Nick Van Brown of the Legislative Fiscal Division (LFD) told the House Agriculture Committee about interactive data tools the division maintains, noting the tools combine state and local financial data into live dashboards. "What these data tools are ... is a way to get the data that we have access to out to you all in a visual way," Van Brown said, describing budget and local-government dashboards and live data connections.
Kurt Swimley, LFD fiscal analyst who specializes in property taxes, walked members through a property-tax tool that isolates the agricultural and forest tax class and explained Montana's biannual appraisal cycle. "One of these tax classes that we've grouped together is the agriculture and forest classes, which is dominated by agricultural property," Swimley said, and he showed dashboards for taxes paid by class, taxable values, effective tax rates by levy district, and parcel-size distributions.
Swimley described valuation methods for agricultural land in Montana: valuation is "on a productivity basis," using soil surveys, land type (grazing, irrigated), and capitalization of productive capacity, which produces more uniform assessed values across counties than some other property classes.
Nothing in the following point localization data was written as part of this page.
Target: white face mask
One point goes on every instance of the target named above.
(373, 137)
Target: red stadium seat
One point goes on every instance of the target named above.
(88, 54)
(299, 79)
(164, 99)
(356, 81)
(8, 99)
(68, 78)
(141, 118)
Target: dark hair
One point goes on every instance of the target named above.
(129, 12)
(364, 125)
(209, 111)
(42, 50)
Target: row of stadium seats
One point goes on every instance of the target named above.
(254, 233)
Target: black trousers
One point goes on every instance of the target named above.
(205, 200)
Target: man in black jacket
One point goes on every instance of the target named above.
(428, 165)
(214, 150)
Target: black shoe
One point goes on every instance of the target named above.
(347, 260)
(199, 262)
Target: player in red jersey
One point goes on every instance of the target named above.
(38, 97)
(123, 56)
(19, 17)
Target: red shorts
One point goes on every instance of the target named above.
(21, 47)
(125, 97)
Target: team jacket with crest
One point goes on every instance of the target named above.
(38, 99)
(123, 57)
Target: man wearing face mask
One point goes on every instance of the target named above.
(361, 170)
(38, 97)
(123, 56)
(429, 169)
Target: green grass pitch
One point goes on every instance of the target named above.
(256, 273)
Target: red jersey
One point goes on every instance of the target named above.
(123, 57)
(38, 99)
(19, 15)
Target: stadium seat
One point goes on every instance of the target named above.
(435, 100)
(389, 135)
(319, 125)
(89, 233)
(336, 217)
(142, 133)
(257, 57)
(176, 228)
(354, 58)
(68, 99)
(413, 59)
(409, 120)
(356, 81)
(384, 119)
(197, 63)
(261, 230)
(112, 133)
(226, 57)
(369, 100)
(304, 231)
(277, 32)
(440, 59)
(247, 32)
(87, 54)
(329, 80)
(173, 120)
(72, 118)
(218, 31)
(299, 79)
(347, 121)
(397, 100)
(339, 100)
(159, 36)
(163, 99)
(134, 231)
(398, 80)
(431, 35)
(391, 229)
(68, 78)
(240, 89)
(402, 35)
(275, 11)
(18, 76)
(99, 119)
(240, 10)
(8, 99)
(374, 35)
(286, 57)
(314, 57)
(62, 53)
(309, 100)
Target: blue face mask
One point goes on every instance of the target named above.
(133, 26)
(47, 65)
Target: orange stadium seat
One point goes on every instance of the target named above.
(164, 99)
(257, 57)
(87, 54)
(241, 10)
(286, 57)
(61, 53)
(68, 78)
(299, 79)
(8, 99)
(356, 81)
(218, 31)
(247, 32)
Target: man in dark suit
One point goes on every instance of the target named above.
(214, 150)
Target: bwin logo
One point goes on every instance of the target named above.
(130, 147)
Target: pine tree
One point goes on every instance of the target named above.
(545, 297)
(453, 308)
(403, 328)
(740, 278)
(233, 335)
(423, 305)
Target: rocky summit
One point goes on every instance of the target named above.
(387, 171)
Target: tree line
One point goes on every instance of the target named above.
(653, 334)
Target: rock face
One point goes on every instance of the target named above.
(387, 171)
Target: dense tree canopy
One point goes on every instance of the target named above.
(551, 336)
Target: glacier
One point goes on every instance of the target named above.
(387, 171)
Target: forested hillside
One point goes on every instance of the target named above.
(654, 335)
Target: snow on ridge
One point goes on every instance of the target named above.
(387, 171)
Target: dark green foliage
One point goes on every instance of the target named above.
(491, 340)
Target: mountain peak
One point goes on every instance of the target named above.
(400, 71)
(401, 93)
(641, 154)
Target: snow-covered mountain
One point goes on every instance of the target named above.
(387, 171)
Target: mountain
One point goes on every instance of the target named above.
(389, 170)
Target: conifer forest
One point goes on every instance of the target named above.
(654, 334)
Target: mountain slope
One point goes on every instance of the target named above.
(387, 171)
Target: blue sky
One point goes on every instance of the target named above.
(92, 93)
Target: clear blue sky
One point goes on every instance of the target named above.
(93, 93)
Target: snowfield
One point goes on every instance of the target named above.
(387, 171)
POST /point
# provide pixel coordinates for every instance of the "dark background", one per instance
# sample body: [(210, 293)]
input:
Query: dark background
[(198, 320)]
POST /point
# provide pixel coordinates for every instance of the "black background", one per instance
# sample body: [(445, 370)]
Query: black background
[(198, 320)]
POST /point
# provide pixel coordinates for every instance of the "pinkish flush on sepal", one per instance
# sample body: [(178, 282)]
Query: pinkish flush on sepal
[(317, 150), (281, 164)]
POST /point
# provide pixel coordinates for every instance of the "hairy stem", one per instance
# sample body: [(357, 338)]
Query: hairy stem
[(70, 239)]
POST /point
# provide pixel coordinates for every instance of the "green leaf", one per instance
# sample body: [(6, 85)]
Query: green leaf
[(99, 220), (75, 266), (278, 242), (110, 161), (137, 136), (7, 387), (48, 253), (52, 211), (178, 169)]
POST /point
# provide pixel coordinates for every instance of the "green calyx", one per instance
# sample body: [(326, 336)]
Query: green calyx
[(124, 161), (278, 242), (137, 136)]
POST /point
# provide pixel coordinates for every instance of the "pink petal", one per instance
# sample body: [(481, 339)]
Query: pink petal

He noted data anomalies in 2020 that may reflect reporting issues rather than real acreage loss.
Analyst Joe Baughn presented USDA Agricultural Census summaries from 1997 through 2022 and noted regional differences in median farm size and counts of operations. "The last census was in 2022," Baughn said, and the division used that data to map acres operated by county and to show the share of county acreage reported as agricultural in the census.
Committee members asked whether the dashboards break down taxes paid to specific taxing units, include water districts and special districts, and whether farmstead improvements are valued separately from productive land. LFD staff said the financial dashboards pull data from local government financial systems and that they can drill down to taxes by municipality and levy district; they also said they would follow up on specific questions about farmstead valuation and the USDA definition of "acres operated."
LFD staff encouraged committee members to request tailored analyses and offered contact information for follow-up. The presentation did not involve a committee vote.